Phase 2: Backend and CI Workflow Refactor

  • Add the new pipeline workflow file.
  • Modify existing CI workflows in Section 3.5 to use workflow_dispatch only (no pull_request triggers).
  • Move the docker-build logic into the pipeline build-image job and export digest and tag outputs.
  • Update integration job steps to consume the digest and retag locally as needed for existing scripts.

Phase 3: Frontend and E2E Workflow Refactor

  • Update the E2E steps to pull the Docker Hub digest and retag to charon:e2e-test before docker compose starts.
  • Ensure environment variables or compose overrides reference the shared image and keep the E2E tag unchanged.
  • Preserve E2E sharding so the security shard remains separate and the shard layout avoids timeouts.

Phase 4: Coverage and Security Stage Consolidation

  • Replace codecov-upload.yml and codeql.yml with pipeline jobs that run after E2E completion.
  • Ensure Codecov uploads and CodeQL scans run with the same code checkout and digest metadata for traceability.

Phase 5: Documentation and DoD Alignment

  • Update docs/plans/current_spec.md with the final pipeline plan.
  • Document the DoD ordering impact and confirm whether the DoD should be updated to match the new pipeline order or the pipeline should adapt to the DoD ordering.

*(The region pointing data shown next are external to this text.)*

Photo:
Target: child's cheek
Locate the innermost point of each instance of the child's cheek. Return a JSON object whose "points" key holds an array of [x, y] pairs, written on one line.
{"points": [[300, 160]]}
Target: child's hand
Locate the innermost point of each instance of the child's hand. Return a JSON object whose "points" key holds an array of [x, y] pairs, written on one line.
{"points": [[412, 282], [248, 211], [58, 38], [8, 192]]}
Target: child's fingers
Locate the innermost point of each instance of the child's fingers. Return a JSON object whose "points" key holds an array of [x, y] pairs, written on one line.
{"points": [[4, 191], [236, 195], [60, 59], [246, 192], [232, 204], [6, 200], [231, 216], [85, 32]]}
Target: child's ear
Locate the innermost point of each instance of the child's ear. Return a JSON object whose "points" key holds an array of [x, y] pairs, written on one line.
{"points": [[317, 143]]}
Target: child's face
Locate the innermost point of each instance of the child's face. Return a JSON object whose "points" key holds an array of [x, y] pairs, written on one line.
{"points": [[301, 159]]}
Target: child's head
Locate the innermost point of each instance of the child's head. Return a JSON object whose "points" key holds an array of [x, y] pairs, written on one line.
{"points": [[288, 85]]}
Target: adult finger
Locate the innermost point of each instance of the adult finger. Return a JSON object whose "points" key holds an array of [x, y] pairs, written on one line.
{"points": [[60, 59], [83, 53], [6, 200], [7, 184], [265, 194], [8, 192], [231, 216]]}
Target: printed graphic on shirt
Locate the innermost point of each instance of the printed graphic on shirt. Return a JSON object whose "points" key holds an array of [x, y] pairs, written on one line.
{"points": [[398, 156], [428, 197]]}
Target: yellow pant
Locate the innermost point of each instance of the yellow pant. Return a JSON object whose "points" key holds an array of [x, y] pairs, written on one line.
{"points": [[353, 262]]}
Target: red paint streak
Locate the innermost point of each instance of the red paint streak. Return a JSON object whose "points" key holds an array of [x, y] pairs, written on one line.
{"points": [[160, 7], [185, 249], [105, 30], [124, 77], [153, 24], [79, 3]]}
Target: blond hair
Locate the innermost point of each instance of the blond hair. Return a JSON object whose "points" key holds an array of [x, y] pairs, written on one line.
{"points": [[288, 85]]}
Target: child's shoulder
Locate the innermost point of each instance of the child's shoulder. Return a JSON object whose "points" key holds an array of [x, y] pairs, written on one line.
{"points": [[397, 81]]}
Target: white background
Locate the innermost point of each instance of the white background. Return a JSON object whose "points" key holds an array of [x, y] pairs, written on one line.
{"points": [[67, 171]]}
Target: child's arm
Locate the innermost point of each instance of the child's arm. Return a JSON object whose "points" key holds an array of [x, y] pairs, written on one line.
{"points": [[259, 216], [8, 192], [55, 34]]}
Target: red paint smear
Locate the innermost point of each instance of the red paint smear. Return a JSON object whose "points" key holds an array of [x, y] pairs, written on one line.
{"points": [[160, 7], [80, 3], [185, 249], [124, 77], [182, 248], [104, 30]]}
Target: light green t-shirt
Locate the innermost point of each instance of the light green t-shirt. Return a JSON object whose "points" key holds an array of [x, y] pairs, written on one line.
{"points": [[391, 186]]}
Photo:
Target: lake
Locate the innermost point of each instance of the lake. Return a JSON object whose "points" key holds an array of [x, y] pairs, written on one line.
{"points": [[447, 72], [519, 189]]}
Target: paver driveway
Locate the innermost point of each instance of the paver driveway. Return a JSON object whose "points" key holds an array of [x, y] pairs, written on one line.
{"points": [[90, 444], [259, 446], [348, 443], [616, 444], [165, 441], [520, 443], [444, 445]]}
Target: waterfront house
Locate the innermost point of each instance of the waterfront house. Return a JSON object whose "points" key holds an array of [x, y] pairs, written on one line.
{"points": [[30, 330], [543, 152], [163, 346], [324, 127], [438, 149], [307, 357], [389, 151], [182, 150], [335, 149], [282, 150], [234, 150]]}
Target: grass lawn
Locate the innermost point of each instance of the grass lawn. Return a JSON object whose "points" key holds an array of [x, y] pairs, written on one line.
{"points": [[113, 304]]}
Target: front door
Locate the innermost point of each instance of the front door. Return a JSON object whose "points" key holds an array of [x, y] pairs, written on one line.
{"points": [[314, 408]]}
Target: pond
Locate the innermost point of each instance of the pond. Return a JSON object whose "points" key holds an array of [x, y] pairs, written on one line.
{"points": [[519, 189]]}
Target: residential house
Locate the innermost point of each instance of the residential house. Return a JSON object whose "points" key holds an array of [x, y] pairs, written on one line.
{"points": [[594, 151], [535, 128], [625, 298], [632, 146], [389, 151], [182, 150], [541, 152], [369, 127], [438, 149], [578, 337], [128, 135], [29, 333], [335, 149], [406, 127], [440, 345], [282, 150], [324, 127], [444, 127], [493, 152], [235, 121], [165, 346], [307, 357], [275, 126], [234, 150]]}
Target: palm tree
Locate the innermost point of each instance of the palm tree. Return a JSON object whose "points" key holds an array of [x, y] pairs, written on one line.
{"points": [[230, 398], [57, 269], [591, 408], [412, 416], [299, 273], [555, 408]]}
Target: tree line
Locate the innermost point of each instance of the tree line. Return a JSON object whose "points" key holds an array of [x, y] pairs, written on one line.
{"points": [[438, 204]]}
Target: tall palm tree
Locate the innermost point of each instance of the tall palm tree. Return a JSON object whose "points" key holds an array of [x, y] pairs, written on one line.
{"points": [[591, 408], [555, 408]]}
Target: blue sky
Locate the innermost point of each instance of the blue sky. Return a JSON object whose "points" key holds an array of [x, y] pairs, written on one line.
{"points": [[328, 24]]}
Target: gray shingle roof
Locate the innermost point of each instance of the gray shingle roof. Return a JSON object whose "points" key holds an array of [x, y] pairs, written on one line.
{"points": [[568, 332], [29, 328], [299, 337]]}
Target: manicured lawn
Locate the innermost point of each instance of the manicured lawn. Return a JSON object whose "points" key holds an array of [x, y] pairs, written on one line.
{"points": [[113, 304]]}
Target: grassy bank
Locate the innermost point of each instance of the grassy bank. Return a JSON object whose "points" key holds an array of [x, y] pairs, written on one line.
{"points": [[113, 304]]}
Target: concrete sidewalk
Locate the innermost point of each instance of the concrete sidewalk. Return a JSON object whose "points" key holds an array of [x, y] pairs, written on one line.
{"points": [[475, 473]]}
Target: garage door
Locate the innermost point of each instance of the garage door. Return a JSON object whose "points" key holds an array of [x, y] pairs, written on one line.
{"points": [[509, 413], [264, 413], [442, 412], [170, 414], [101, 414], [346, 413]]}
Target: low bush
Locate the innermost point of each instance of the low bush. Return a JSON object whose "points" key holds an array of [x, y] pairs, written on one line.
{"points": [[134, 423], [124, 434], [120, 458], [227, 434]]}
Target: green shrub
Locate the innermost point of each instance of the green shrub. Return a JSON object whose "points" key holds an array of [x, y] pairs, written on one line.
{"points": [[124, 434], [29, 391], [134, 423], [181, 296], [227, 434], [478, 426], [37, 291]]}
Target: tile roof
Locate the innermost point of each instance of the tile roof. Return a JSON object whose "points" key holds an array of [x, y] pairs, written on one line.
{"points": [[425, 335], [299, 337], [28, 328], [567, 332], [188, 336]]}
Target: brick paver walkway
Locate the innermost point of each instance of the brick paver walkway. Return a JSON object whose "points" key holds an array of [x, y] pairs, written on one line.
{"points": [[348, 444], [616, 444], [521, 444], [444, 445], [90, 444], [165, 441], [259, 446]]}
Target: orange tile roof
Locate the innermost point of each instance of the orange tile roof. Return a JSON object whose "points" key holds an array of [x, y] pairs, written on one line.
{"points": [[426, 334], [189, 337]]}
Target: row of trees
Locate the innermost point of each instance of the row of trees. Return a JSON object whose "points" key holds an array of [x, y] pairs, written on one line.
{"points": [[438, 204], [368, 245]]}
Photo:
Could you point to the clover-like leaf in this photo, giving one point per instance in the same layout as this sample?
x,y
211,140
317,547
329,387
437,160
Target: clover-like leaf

Phase 6: Branch Protection Updates

  • Update branch protection/rulesets to require the pipeline-gate check.
  • Document the manual pipeline run requirement for PR validation.

5. Acceptance Criteria

  • The pipeline workflow triggers via pull_request across branches and workflow_dispatch.
  • All CI workflows listed in Section 3.5 trigger via workflow_dispatch only and no longer use workflow_run or pull_request.
  • Maintenance workflows (nightly/weekly/Renovate/repo health) retain their scheduled triggers and are not changed to PR/manual-only.
  • The new pipeline workflow runs lint, build, integration, E2E, coverage, and security stages in the requested order.
  • Integration, E2E, coverage, and security jobs consume the same image digest produced by the build stage.
  • The pipeline exposes image_digest and image_ref outputs for audit and debugging.
  • All DoD-required checks are represented in the pipeline and fail the run when they do not pass.
  • The pipeline pushes images to Docker Hub and GHCR, and test stages pull from Docker Hub.
  • E2E sharding keeps the security shard separate and retains the timeout-safe shard layout.
  • The nightly branch tag remains part of the image tagging scheme.

6. Risks and Mitigations

  • Risk: PR-triggered pipeline increases CI load and could cause noisy failures on draft or experimental branches.
  • Mitigation: keep legacy workflows manual-only, enforce the pipeline-gate required check, and allow maintainers to re-run the pipeline as needed.

7. Confidence Score

Confidence: 86 percent

Rationale: Manual pipeline consolidation is well scoped, but requires careful coordination with branch protection and required checks.